A new couch costs $500 minimum. A throw blanket costs $12. Some creative pillow placement costs nothing. Everyone in the family automatically steers guests away from the danger zone. "Oh, you'll be more comfortable over here." We've turned furniture tetris into an art form.
4. Phone chargers held together with tape
The wire is exposed in three places. You have to position it just right or it won't charge. Electrical tape wraps around the weak spots like tiny bandages. It only works at certain angles, propped against a book.
New charging cables cost $15-25. Electrical tape costs $3 and fixes five different cables. You become an expert at finding that sweet spot where the connection holds. Everyone has their designated charging position that cannot be disturbed. Move that cable one inch and someone's alarm won't go off tomorrow.

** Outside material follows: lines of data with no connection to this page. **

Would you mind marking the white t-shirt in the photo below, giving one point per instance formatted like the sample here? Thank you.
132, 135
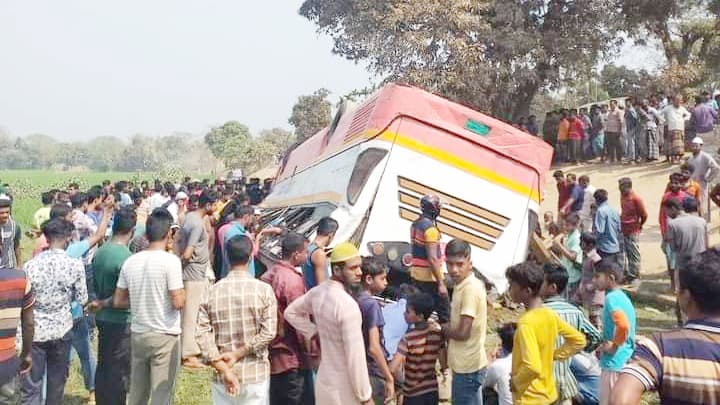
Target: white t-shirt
498, 378
149, 276
157, 200
675, 117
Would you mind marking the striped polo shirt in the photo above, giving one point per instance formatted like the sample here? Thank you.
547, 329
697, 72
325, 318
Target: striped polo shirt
683, 365
15, 295
421, 348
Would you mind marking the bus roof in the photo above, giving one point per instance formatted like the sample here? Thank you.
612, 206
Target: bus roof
393, 101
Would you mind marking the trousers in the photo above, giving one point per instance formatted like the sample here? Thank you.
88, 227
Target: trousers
153, 368
112, 378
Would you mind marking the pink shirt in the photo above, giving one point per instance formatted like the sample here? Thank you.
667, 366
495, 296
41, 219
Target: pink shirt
343, 374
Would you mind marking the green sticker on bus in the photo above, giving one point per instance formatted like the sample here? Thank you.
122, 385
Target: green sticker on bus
477, 127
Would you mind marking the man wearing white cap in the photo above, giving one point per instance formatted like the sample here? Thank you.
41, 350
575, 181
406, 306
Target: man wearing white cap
343, 375
706, 168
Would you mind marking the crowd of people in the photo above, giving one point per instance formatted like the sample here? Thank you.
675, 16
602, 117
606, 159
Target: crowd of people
170, 276
633, 131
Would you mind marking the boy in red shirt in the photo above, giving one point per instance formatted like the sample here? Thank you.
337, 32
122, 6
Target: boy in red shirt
632, 219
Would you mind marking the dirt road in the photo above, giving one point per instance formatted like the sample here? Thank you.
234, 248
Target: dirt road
649, 181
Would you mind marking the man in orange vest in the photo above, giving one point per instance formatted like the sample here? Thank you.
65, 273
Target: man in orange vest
426, 270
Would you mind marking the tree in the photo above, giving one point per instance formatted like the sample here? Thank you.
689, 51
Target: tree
688, 32
278, 139
621, 81
228, 141
310, 114
493, 55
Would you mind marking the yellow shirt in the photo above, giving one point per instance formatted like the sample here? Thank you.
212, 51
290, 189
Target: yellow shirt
469, 299
219, 206
534, 352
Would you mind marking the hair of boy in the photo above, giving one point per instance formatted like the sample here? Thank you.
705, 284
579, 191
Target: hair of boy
600, 196
78, 199
701, 277
506, 332
457, 248
527, 275
292, 243
158, 224
406, 290
207, 198
673, 203
327, 226
125, 221
422, 304
690, 205
588, 238
573, 218
555, 274
59, 211
609, 267
239, 249
57, 228
372, 267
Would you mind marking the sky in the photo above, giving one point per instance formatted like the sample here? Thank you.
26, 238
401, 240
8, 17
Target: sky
76, 69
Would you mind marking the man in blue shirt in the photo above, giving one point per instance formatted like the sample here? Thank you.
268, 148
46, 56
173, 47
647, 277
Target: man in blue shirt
606, 228
244, 216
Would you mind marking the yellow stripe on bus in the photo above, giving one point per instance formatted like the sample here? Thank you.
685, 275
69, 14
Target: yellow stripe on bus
452, 160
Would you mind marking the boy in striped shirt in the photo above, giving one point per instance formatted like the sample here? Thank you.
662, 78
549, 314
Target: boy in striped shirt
418, 352
681, 364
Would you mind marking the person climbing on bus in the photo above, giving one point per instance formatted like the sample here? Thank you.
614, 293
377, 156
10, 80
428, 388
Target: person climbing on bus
426, 270
317, 267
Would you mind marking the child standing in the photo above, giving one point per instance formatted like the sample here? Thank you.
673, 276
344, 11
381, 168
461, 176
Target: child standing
619, 320
374, 281
570, 253
587, 295
537, 332
418, 353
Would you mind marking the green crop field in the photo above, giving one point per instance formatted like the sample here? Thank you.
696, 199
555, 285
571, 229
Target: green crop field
26, 186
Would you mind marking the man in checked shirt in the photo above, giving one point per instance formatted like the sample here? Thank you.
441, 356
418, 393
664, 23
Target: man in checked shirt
236, 323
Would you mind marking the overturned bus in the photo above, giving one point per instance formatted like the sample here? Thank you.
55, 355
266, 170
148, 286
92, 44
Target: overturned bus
371, 166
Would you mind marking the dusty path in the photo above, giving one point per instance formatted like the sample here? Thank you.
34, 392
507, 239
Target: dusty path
649, 181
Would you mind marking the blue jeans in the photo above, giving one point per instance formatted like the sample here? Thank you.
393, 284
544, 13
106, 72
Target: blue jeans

5. Kitchen appliances with missing parts
The toaster only works on one side. The blender is missing the lid so you hold a plate over it. The can opener requires strength training levels of force. The microwave door needs to be slammed shut or it won't start.

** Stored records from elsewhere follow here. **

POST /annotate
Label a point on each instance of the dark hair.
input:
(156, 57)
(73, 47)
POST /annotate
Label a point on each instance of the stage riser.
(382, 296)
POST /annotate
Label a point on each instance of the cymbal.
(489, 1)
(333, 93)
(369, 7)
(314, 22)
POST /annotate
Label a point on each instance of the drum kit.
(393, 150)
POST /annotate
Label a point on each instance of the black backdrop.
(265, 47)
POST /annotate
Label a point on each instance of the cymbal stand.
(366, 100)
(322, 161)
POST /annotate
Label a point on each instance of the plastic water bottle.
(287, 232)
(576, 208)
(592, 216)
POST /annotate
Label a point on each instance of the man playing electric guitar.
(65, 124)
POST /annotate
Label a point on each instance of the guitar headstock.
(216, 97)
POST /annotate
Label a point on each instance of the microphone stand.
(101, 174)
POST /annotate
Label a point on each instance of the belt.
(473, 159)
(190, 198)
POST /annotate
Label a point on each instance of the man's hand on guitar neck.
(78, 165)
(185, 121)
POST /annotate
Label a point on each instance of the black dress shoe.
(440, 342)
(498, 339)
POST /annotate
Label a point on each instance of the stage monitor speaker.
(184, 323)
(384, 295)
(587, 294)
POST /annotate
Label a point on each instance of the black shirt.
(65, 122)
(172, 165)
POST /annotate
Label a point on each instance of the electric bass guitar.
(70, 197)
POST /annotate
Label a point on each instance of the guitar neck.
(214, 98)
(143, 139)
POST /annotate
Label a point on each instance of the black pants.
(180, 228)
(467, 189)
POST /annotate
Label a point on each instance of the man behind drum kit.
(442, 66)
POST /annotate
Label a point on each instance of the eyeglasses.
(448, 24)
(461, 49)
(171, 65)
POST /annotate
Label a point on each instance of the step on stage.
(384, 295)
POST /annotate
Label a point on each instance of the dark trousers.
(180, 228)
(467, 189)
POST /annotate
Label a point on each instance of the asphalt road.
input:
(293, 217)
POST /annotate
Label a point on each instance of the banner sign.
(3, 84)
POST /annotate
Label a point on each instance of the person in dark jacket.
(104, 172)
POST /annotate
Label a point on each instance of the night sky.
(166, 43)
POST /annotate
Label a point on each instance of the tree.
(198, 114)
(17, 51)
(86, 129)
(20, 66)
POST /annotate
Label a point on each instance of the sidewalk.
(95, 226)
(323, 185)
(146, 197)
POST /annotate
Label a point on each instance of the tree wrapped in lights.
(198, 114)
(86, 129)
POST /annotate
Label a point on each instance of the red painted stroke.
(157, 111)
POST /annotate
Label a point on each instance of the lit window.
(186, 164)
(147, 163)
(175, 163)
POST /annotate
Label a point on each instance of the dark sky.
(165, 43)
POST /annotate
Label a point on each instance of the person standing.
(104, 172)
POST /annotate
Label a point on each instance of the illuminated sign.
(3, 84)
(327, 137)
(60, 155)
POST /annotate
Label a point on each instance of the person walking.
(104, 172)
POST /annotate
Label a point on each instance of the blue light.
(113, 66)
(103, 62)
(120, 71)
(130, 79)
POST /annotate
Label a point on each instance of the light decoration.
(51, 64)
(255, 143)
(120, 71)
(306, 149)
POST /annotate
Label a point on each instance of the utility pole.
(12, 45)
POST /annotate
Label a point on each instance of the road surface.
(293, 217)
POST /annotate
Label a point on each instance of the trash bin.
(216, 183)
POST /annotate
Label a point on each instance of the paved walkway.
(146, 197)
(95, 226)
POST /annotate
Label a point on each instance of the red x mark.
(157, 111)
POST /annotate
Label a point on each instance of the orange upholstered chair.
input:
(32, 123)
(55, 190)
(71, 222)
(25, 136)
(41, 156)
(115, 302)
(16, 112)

Each appliance would cost $20-50 to replace. But when you're lower-middle-class, "broken" is relative. If the toaster still toasts (even if you have to flip the bread manually), if the blender still blends (even if you risk smoothie explosions), they stay. You adapt your cooking to their limitations rather than adapting your budget to new purchases.
6. Towels that are basically see-through
They've been washed so many times they're translucent. The edges are fraying into stringy tentacles. They don't really dry you so much as move the water around. But they're still technically towels.
A decent set of towels costs $40-60. These threadbare ones still technically function. So you use two at a time, ignore the scratchy texture, and pretend not to notice when guests politely decline your offer of a shower. The "good" towels (which are really just less destroyed) are saved for when people visit.
7. The TV remote that requires surgical precision
Missing battery cover, held together with duct tape. Three buttons don't work so you navigate through complex menu sequences to change the volume. Sometimes you have to take the batteries out and roll them to make it work.
A universal remote costs $15. But you've already memorized the workaround—pressing Menu > Settings > Audio > Volume instead of the volume button. It's muscle memory now. Everyone in the house knows the sequence. Teaching visitors how to use your remote is a 10-minute orientation process.
Final thoughts
These broken, bandaged items aren't just about money—they're about a mindset that gets passed down through generations. It's the voice that says "we don't waste things that still work" and "you don't know what hard times look like."
There's actually something admirable about the creativity it takes to keep a broken washing machine running with a wooden spoon, or the patience to manually flip bread in a half-dead toaster. It's resourcefulness born from necessity.
But there's also exhaustion in it. The mental load of remembering which outlet actually works, which burner on the stove runs hot, which door needs to be lifted while closing. Your house becomes a map of workarounds that only you understand.
The thing is, being lower-middle-class means you're always one broken appliance away from a financial crisis, so you nurse the dying ones along as long as possible. You become an expert at the economics of "making do"—calculating not just the cost of replacement, but the opportunity cost of every dollar spent.
Those duct-taped remotes and see-through towels aren't just items. They're evidence of a specific kind of resilience, the kind that knows exactly how much you can live without while still technically living with it.